This bridging role is what gave 70-398 a distinct position within the certification ecosystem. It did not fully belong to the world of legacy exams like 70-697, nor was it completely immersed in the modern ethos of Microsoft Endpoint Manager and . Instead, it straddled both worlds, asking candidates to understand how to manage traditional devices while also preparing them to consider mobility management, hybrid infrastructures, and cross-platform integration. It was a foreshadowing of what IT professionals would soon be required to master on a daily basis: environments where physical desktops, mobile devices, and cloud services must be orchestrated in harmony.

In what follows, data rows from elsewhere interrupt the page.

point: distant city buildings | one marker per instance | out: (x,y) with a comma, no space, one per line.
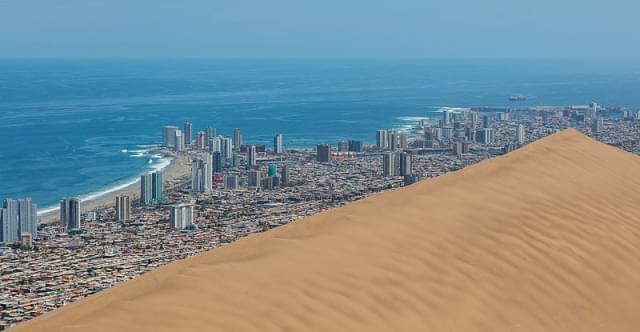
(277,144)
(237,139)
(181,216)
(123,208)
(390,164)
(323,153)
(381,139)
(252,156)
(151,190)
(70,213)
(16,217)
(188,133)
(169,136)
(520,134)
(202,174)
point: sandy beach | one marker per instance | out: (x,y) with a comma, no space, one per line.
(543,239)
(179,168)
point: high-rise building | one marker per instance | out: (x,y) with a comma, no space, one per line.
(381,139)
(446,117)
(406,164)
(156,187)
(390,165)
(215,144)
(211,133)
(237,139)
(392,140)
(231,182)
(272,170)
(343,146)
(226,148)
(179,141)
(169,136)
(284,175)
(123,208)
(251,157)
(151,188)
(201,174)
(598,125)
(355,146)
(216,159)
(520,133)
(457,148)
(323,153)
(404,141)
(188,133)
(201,140)
(486,136)
(70,213)
(277,144)
(181,216)
(16,217)
(253,178)
(486,121)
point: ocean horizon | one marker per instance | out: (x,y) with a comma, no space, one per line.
(86,127)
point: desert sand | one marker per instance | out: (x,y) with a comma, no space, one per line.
(179,168)
(546,238)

By examining the exam’s design, we can see how Microsoft was preparing its community for a future that has since become reality.

The Strange but Prophetic Nature of the Exam

For many who took the exam, 70-398 felt unusual and difficult to categorize. Unlike the clear-cut objectives of other certifications, this one combined elements that seemed, at the time, to belong to different worlds. It was often referred to during its development as the EMS exam, highlighting Microsoft’s Enterprise Mobility Suite. This created confusion because candidates expected an exam deeply embedded in identity management, security policies, and mobility. Yet, the test also included significant content around Windows 10 deployment and device configuration, which made it feel like a hybrid of two different domains. To some, this blending of areas seemed strange, but in hindsight, it revealed Microsoft’s recognition that enterprises were on the cusp of a new era.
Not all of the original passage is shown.